I’d like to preface this by saying that my musical ability and knowledge is quite limited, despite the fact that I played the piano, drums and violin when I was younger, and studied music at secondary school until Year 9. That being said, this will not be anything like Corin’s Record Reviews. This is simply an account from the heart of why The Wombles’ ‘Keep On Wombling’ album is my favourite music to listen to at Christmas.
For anyone that doesn’t know (or simply some nostalgia for those of you who do), the Wombles are fictional characters created by the author Elisabeth Beresford, originally featuring in a series of children’s novels beginning in 1968. In the 1970s, a stop-motion animation series based on the books was aired, with all voices and narration by Bernard Cribbins. The Wombles live in burrows and help the environment by collecting rubbish to recycle or reuse.
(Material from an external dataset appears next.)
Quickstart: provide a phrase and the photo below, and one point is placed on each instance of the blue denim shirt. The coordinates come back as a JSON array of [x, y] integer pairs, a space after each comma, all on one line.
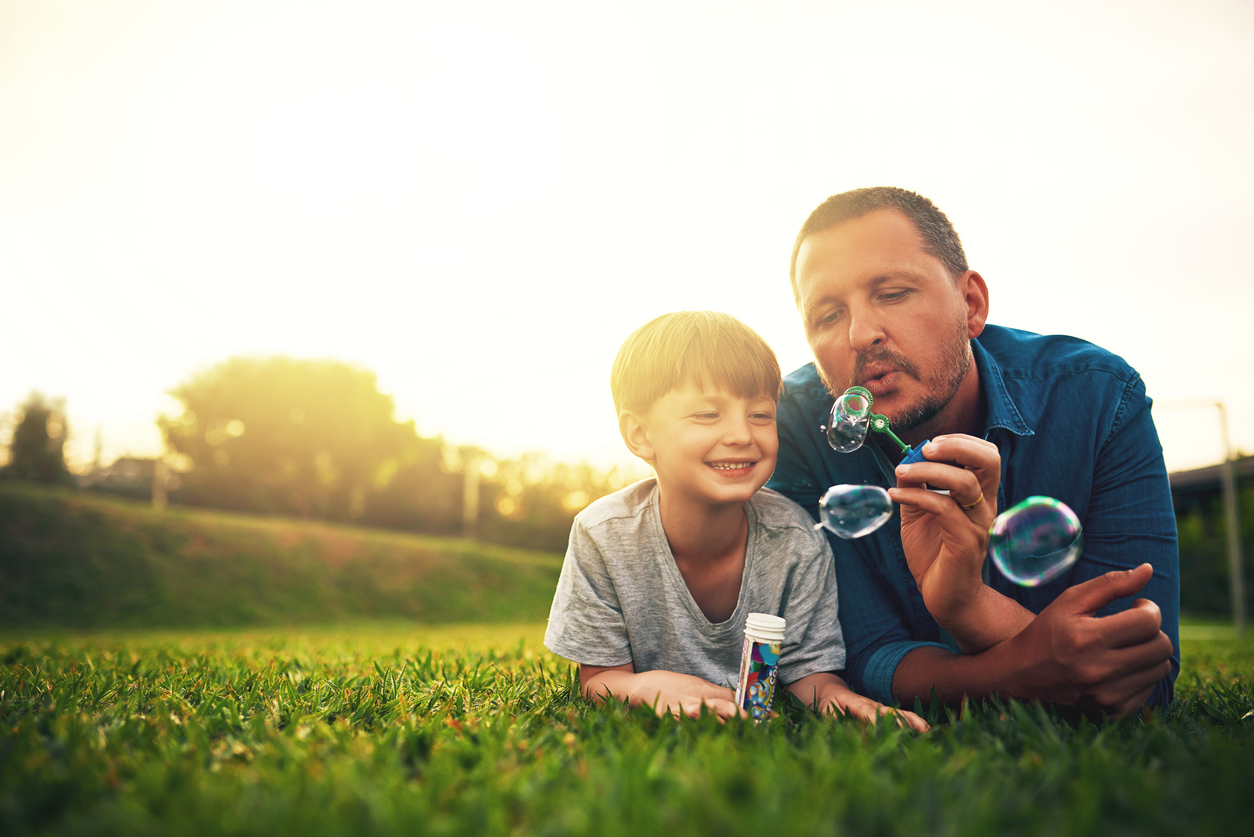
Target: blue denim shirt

The stories focus on a group of Wombles who live on Wimbledon Common. Later, there were more TV series with different animation styles.
The theme song for the original series of The Wombles was written by Mike Batt, and instead of taking the usual composer’s fee for that one song, he negotiated to secure the musical rights to the characters in order to write songs under the name of The Wombles. The band released various albums and songs, and in 1974 The Wombles was the most successful music act in the UK. In December of 1974 they released their third album, ‘Keep On Wombling’, which is the album I know and love best.
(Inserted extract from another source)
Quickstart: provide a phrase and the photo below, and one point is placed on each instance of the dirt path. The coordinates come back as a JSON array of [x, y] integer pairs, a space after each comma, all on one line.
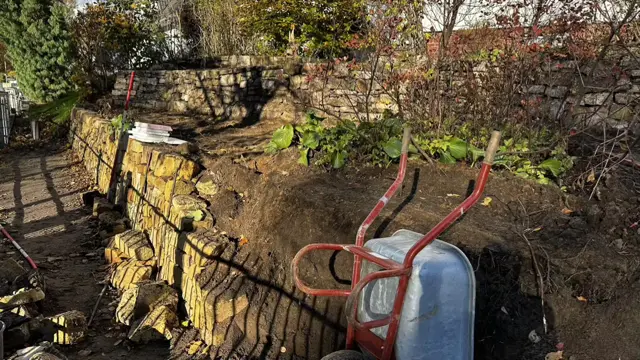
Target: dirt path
[[41, 205]]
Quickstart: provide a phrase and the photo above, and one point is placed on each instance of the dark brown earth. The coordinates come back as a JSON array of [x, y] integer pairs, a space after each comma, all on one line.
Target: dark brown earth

The six songs on the first side of ‘Keep On Wombling’ give an account of a series of fantasy dreams had by Orinoco (Mike Batt), in which he is an astronaut, a cowboy, a jungle explorer and a conductor; his orchestra performs a Womble rendition of ‘In the Hall of the Mountain King’; and he imagines a litter-crunching giant. My favourite of these are ‘Womble Of The Universe’ and ‘The Hall Of The Mountain Womble’, but all of them are extremely fun to listen to.
The second side of the album features a very wide range of musical genres, continuing with a series of entertaining stories but now not only about Orinoco. My favourites are ‘The Wombling Twist’ and ‘Tobermory’s Music Machine’, but, again, all of them are enjoyable.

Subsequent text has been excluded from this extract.